A UK-based children’s charity is working with partners on the ground in Ukraine to offer people the support they need as the conflict in their country continues.

Chernobyl Children’s Lifeline (CCLL) has supported families in Belarus and northern Ukraine for decades through its charity links across the UK, including the north and north-east of Scotland.

Before the pandemic, they brought 65,000 children affected by the fallout of the Chernobyl disaster on trips to the UK to stay with volunteer host families.

These have regularly included visits to Aberdeen, with young children enjoying trips to the beach, Codonas and Dons games. There were also host families in Inverness, but those links ceased in 2016 due to a lack of funds.
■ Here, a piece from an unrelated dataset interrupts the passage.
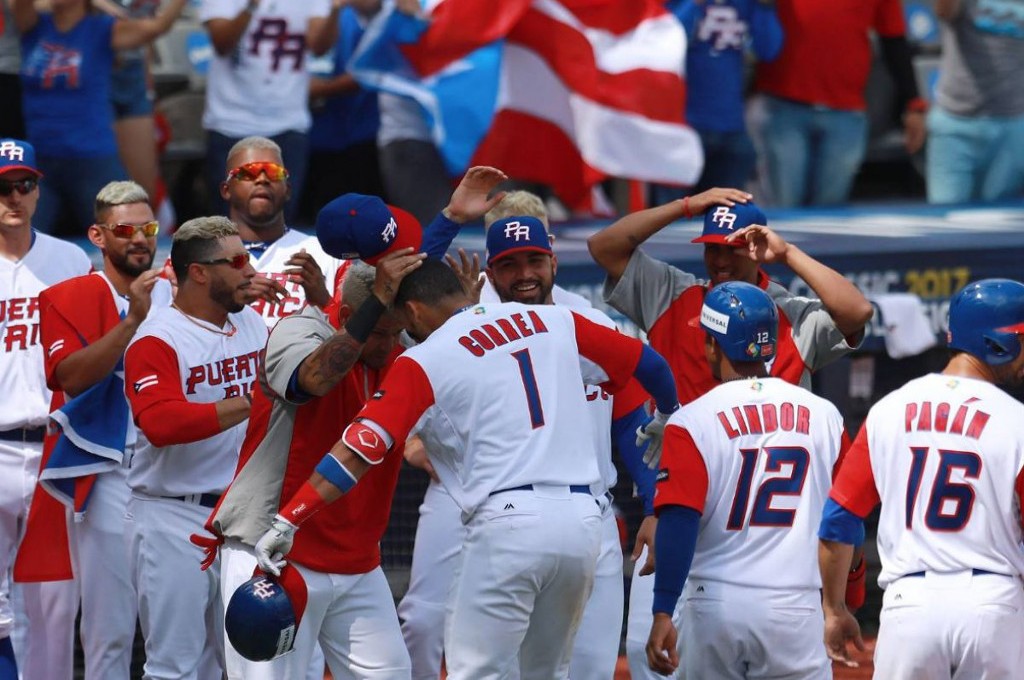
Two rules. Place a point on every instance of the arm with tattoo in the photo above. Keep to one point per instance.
(320, 372)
Since the Russian invasion of Ukraine, CCLL has been in communication with people directly impacted to find out what they urgently need – with past host families also reaching out to offer their support.

Children visiting Aberdeen through Chernobyl Children’s Lifeline . Aberdeen back in 2019. DCT Media. 

‘Hoped it would never come true’

Chief executive Dennis Vystavkin shared how those in Ukraine have become like members of the host’s own families over the years.

“They kept inviting them back to the UK, they went to visit them. They’ve seen their homes, their schools, their gardens. Our volunteers and host families are worried sick about their families over there – that’s what they call them,” he said.

“Many of these families have been going to bed fully dressed for weeks, and have been packed and prepared in case they need to leave home in haste.

“They’ve taken bags with basic medication and documents outside in case their house was ruined, leaving them in a stack of hay or in a pile of firewood.

“They were kind of on alert with a lot of hope that it would never come true. But it did.”

For the past two years, CCLL has been supporting families in Belarus and Ukraine through the “devastation” of Covid.

Dusk in the streets of Pripyat. Chernobyl exclusion zone, Kupuvate, Ukraine

How to help

Despite the country still being in a peak of the pandemic, the charity has had to move its efforts to the invasion crisis.

“We are now concentrating on several things – it is important to not make decisions in haste,” Mr Vystavkin added.

“We’ve got a well-established system of partnerships and we have people on the ground – local charities, social workers, local and regional authorities. We all help the people and their children.

“We’re trying to identify specific areas of need instead of collecting general aid. We’re always cooperating with them and asking what is most needed now.”

The charity plans to supply necessary items of care, including high protein and non-perishable foods They will also deliver emergency medical supplies as they know many children in the area suffer from Type 1 diabetes.

The charity has partnered with text-based service Donate to raise funds for people in Ukraine. People can choose to donate £3, £5 or £10 at a time.

Donations can also be made to CCLL through their website.

Hearing from those in Ukraine

People take shelter at a building basement while the sirens sound announcing new attacks in the city of Kyiv, Ukraine. Photo: AP Photo/Emilio Morenatti.

Some of the charity’s connections have been using their poor internet service to send photos to their past host families and the CCLL volunteers – showing the true devastation of the conflict.

“These places look nothing like they did before,” Mr Vystavkin said.

He shared a message he received from a mother in Ukraine who has been hiding out in a cellar with her young family. He keeps it in front of him while the charity works on its plans to remind him of what it is all about.

He read: ““I’m a simple woman. A widow for six years. I have four kids, two of whom have serious health problems. I’ll soon be 41. I’m sitting in this dark, cold cellar with my kids and my elderly mother who has heart problems.

“There are explosions outside. We are simple people; we work our land, collect berries and pick up mushrooms. I don’t know where I’m going to spend next night. It’s cold and dark outside.

“We suffered from Chernobyl. We suffered from low income. We suffered from Covid and now the war. I’m thinking what have I done in life to deserve what is happening around us? What have my children done to deserve this all?

“We were just got born here and we don’t get to choose our parents or the place we are born in.”